OI: We saw each other in plays, and we just really appreciated each other’s work. We had mutual friends, we hung out and it was great. We kept in touch and we were looking for something to do together for a long time. She told me about it, then she told JC (Chandor) about it, and it happened. I couldn’t believe she had sent that email to JC, she just said that recently, and I didn’t evne know about it.I have to say it was one of the best experiences I’ve had of working with someone.
AD: What was it like to work with JC Chandor?
OI: It was great. He’s intense, he talks a mile a minute and has a very expansive mind and covers so many topics. When it came to the shoot, he was just so focused, it’s like he harnesses all that energy and lasers it in . He gave me great notes and great direction. Like he was telling me so much about the suits, and I asked, “Why are you telling me so much about the suits?” and he said, “It’s not about fashion, they’re suits of armor.” It totally influenced the way I would move and walk around, and suddenly I felt. He was like a knight, going to war.

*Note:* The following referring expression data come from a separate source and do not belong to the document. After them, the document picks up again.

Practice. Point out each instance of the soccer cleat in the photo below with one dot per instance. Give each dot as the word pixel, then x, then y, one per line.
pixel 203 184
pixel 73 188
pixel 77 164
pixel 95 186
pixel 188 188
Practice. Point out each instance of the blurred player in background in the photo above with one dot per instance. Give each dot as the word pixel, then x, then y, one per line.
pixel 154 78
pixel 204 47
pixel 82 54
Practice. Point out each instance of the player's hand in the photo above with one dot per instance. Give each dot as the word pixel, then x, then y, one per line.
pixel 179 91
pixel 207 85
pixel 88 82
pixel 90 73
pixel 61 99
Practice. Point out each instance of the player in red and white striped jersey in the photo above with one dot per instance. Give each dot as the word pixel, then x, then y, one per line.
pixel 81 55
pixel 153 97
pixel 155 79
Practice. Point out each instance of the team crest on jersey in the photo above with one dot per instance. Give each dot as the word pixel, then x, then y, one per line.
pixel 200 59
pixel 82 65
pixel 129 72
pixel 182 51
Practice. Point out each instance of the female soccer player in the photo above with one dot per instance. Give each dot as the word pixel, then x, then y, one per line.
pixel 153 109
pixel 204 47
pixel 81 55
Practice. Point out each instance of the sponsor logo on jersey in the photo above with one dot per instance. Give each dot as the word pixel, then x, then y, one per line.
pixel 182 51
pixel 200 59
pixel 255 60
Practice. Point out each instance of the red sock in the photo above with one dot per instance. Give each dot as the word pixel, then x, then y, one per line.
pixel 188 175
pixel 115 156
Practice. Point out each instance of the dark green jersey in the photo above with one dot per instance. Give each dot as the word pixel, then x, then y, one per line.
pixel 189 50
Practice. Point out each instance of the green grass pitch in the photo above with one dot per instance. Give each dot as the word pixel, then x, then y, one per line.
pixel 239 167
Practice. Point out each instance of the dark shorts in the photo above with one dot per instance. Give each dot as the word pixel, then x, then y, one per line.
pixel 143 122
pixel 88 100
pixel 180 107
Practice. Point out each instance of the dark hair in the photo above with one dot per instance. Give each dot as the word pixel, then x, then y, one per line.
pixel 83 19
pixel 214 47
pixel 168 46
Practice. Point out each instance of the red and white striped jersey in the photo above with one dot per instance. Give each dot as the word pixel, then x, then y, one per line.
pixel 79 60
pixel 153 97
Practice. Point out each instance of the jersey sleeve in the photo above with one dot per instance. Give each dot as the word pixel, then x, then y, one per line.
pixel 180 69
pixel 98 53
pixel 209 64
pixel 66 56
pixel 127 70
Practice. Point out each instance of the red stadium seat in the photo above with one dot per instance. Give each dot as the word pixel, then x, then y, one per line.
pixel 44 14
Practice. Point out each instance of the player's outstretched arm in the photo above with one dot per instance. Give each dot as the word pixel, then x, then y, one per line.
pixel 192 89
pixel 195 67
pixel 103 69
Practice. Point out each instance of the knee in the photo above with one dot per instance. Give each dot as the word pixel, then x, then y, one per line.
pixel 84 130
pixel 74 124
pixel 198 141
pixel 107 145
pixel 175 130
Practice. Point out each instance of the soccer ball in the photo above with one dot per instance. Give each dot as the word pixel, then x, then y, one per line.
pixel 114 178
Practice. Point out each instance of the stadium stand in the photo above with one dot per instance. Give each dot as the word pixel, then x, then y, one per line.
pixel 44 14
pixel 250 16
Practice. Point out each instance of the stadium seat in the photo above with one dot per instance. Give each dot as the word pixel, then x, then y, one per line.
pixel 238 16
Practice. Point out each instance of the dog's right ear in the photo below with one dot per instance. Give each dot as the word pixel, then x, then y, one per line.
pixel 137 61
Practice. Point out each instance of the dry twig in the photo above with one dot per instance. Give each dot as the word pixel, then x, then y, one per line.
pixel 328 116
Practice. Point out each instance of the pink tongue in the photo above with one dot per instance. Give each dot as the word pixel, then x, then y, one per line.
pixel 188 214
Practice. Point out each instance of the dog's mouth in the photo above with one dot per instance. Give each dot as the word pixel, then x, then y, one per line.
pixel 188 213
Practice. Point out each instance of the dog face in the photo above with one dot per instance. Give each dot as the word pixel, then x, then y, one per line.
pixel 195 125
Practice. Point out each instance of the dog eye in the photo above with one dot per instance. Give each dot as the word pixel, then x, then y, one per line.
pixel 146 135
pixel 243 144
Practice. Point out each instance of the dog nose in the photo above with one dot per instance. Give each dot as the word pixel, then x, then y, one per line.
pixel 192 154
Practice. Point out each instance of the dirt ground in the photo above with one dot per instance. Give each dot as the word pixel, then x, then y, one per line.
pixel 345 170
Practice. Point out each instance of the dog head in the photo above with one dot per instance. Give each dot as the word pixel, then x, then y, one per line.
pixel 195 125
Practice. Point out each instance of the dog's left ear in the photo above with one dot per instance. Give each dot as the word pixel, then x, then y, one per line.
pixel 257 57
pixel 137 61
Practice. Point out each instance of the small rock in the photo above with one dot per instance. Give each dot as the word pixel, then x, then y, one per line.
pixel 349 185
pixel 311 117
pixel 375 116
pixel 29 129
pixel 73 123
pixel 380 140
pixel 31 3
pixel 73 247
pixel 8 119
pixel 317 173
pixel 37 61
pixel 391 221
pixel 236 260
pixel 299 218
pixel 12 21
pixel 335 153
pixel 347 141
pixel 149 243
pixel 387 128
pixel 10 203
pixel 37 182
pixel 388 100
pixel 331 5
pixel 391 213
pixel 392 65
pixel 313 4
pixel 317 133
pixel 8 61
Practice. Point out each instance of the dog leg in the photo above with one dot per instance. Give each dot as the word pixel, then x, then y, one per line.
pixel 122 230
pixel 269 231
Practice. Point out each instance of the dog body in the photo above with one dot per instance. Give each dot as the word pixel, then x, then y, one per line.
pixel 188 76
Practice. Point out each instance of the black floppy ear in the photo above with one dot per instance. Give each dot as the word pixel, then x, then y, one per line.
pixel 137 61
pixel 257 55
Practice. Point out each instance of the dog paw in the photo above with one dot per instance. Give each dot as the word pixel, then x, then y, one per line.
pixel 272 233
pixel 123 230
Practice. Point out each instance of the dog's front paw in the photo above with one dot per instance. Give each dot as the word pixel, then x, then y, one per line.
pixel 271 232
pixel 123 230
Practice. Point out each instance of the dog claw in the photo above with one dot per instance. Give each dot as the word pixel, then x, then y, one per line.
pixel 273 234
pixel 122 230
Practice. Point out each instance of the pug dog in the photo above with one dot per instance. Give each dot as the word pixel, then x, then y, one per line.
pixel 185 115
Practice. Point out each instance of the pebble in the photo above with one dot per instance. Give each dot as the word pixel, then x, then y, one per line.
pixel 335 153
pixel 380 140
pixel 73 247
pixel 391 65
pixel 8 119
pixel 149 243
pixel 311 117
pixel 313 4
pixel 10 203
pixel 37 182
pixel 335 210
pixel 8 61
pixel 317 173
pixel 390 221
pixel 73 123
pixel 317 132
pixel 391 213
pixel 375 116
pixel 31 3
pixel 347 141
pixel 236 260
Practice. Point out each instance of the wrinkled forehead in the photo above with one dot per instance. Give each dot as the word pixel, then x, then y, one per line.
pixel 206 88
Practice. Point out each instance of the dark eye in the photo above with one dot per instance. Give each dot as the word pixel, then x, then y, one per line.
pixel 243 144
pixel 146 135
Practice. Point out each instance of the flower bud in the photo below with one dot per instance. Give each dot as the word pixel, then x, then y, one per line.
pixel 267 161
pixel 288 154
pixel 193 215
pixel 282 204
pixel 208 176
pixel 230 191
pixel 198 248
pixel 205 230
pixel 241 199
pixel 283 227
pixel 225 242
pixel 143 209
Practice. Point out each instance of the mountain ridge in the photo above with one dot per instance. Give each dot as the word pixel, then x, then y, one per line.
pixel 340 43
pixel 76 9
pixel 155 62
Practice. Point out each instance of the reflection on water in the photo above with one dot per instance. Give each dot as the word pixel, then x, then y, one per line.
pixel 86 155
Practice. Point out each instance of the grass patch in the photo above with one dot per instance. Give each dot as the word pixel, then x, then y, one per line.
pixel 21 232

AD: You once said, It was how important the right pair of desert boots were needed to getting into character for Inside Llewyn Davis, did you need a similar piece of clothing or item to get into character for Abel?
OI: Oh yes, not only the actual suits, but the camel coat, that coat is like his suit of armor.
AD: Did you model Abel Morales on anyone?
OI: There were a few influences, Emperor Hadrian. Marvin Gaye, R.F.K and a little bit of my grandfather.
AD: What was the greatest challenge for you in the role?
OI: The cold, it was so cold. So, I had to wear dri suits, it was freezing, so physically that part was very hard. On a more internal level, the fact that he’s such a closed off individual, and seemingly so calculating, but the challenge was being able to make him someone that’s almost sociopathically focused on his goal and ambitious, but at the same time, passionate and vital. Between those two things, that was a challenge.
AD: Is that what makes him a great character?
OI: Yes, that’s why he’s fascinating, I think it’s because you see the workings of someone and what they go through to try to project this persona, and yet this persona is not fake. He earns that persona.
AD: What do you think the appeal is of A Most Violent Year?
OI: I think the way it harkens back to the older movies that all of us remember seeing and being so moved by. I think that it’s a very interesting grey study of a character, it’s not so black and white. It’s something all of us are curious about, how do you navigate ethically , through this hyper-capitalist society where everything is about hustling and making a dollar. Is there a way of doing that without losing your soul?
AD: What’s your first love, stage, music or film?
OI: I love them all so much. I’m really curious and energized about acting, the curious thing about bottling the subconscious and trapping that for a moment, that battle for me is what I’m interested in, which for me is acting.
AD: You’ve got some exciting things ahead, you’re playing Apocalypse in X-Men and that’s you in Star Wars.
OI: The (Star Wars) trailer was amazing when it came out, it was fun to see the reactions of that. I think it’s going to be really special, really really special. J.J (Abrams) has done something remarkable with it. J.J has both made it a real tribute to the original and a whole new original take.
With X-Men, he’s a character I’ve loved for a really long time. Apocalypse is such a wild character and to try to bring that to the screen. What a challenge. I’m very excited.
The First comic I collected was X-Factor, the first comic I collected was X-Factor. There was X-Men, then X-Factor and then it went back to X-Men. I was first introduced to these characters in the X-Factor back in the 80’s.
AD: Do you get wrapped up in Awards Season?
OI: I wouldn’t say get wrapped up, but for one, it’s wonderful to get recognition for your work, and two it’s a great way to promote your movie that otherwise don’t really get out there that much with all these other huge films. It’s a way for people to see your movie, and that’s greatly appreciated.
A Most Violent Year is released on December 31.